Airbnb response to abusive guest

Tim2749
Level 1
Trensacq, France

Airbnb response to abusive guest

Hi,

 

I've never posted on here before but wanted to ask for some outside input as I've had an experience which I find stressful and disappointing.   

I have been with Airbnb and another big platform for a few years and received mainly very positive reviews....  The house isn't perfect - it is big and old and there is always something to do - but we do our best and always deal with any issues that arise during a rental.  

 

A first time user of Airbnb stayed in August for a week, arrived and said the house was "perfect".  At the end of the week they left and I received an angry message with a long list of things that the guest felt weren't right with the house (I would say 2 were reasonable, they were things that needing seeing to, he was right) and demanding "at least 500 euros."   I entered into an exchange with the man explaining that whilst 2 of the things were reasonable observations, most of it wasn't and whilst I was willing to make a gesture, 500 euros was excessive.  

 

The man called me on Sunday 5th and went crazy, shouting, swearing, threatening to get his money by whatever means necessary, even if it took years, that he had his methods, that he would never give up, that he would write negative things about the house online every year until I gave him 500 euros.  He didn't let me speak, said he was not interested and that I'd better give him his 500 euros.  

 

Without wanting to sound paranoid, our house is very isolated in the countryside and I did not know what he meant by "I have my methods" - does he mean stealing/causing damage?  The man was completely out of control.  

I went back on my account after the call and wote to him and said that I was shaken by his call and threats to get his money "one way or another" and could he only communicate via Airbnb now and contact them immediately, as I would as well. 

 

I immediately called Airbnb.  By the end of Sunday afternoon, I was speaking to an Airbnb mediator who said I did not need to pay the man anything because he had waited too long to make the complaint (over 24 hours) to them (instead he had been harassing and threatening me) but that I could offer him something to calm the situation if I wanted to.  To be honest, this man made me nervous, the house is very isolated and I believed him when he said he wouldn't let it drop. 

I asked the mediator what I should offer to resolve the situation and he said 10% and I said OK.  But I said I felt like I was being blackmailed and giving in to threats and intimidation and that I did not think it was right that someone on Airbnb could behave like this.  The mediator agreed and said several times, reassuringly, that Airbnb was going to take action on the guest's account.  He said he couldn't tell me what Airbnb were going to do becasue of privacy, but he repeated several times that Airbnb agreed his behaviour doesn't fit with the community.   So, perhaps a bit naively, I thought they were going to kick him off the platform!!   The guy made threats and was abusive and intimidating.  It was really pretty shocking.  It says on the Airbnb web site that they don't put up with that.  

 

I was very surprised that the next day, the man posted a review on my house and the web site is now waiting for me to write a review on him. 

 

I have contacted Airbnb repeatedly and they are saying much about it other than that I should flag the user, which of course I did right at the start. 

 

I want Airbnb to enforce it's rules against intimidation, threats and aggression.  In some circumstances, the review system does not work.  I am nervous about writing an honest review about this man.
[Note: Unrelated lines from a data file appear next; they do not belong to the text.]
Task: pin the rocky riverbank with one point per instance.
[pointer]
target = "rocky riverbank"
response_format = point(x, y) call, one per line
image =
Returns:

In that review, I would say that I have worked with Airbnb for years and I have never been called and threatened before as I was on Sunday. I would say that no one should rent to this person and, according to Airbnb's own rules, he should not be on this platform.


But I do not feel I should even have to write that review.  I have reported this behaviour to Airbnb and he shouldn't even be on the platform.  Why is Airbnb allowing him to review a host he aggressively threatened?  How do I know how the guest will respond to this review?  When he did not like what I wrote in private messages, he called me and shouted, insulted, threatened, intimidated and blackmailed, threatening to never let it drop.   If I write an honest public review, how do I know that he is not going to contact me again, repeatedly?  I do not know, therefore I am not encouraged to write an honest review, and therefore I am not protecting future hosts from the kind of experience I had and that is not fair on future hosts.

 

Am I missing something here?   How have I mis-managed the situation to get here?

 

This is not just about getting a positive or negative review - things can always be better, I know that.  But for the first time in my interactions with Airbnb, this has made all the talk of "community" and "family" appear like just marketing and I feel let down. 

 

I feel that in certain situations, Airbnb has to take responsibility,  police their own rules and provide more support. 

 

Thanks, 

 

Tim 

Tim Cook
2 Replies 2
Emiel1
Level 10
Leeuwarden, The Netherlands

@Tim2749 

Ofcourse Airbnb should wake up and kick such a guest asap of the platform !

Colleen253
Level 10
Alberta, Canada

@Tim2749 "...all the talk of "community" and "family" appear like just marketing". That's exactly what it is. So sorry you had this crummy experience. 

 

https://www.airbnb.ca/help/article/2868/airbnb-guest-refund-policy

 

You should not have entered into the exchange with the guest. You can block the guest after reporting them, and now you should block them from contacting you by other methods The review process is automated, which is why the guest could leave you a review. Airbnb's outsourced third party call center circus is not equipped to deal with these situations. The only thing you can do is try to get Airbnb to remove the review if it violates the review policy.

 

https://www.airbnb.ca/help/article/2673/airbnbs-review-policy

 

It's understandable if you don't want to leave a review for this person, as they sound completely unhinged. They may be just be full of hot air. If you do write one, you can just simply say 'would prefer not to host again, and unfortunately cannot recommend."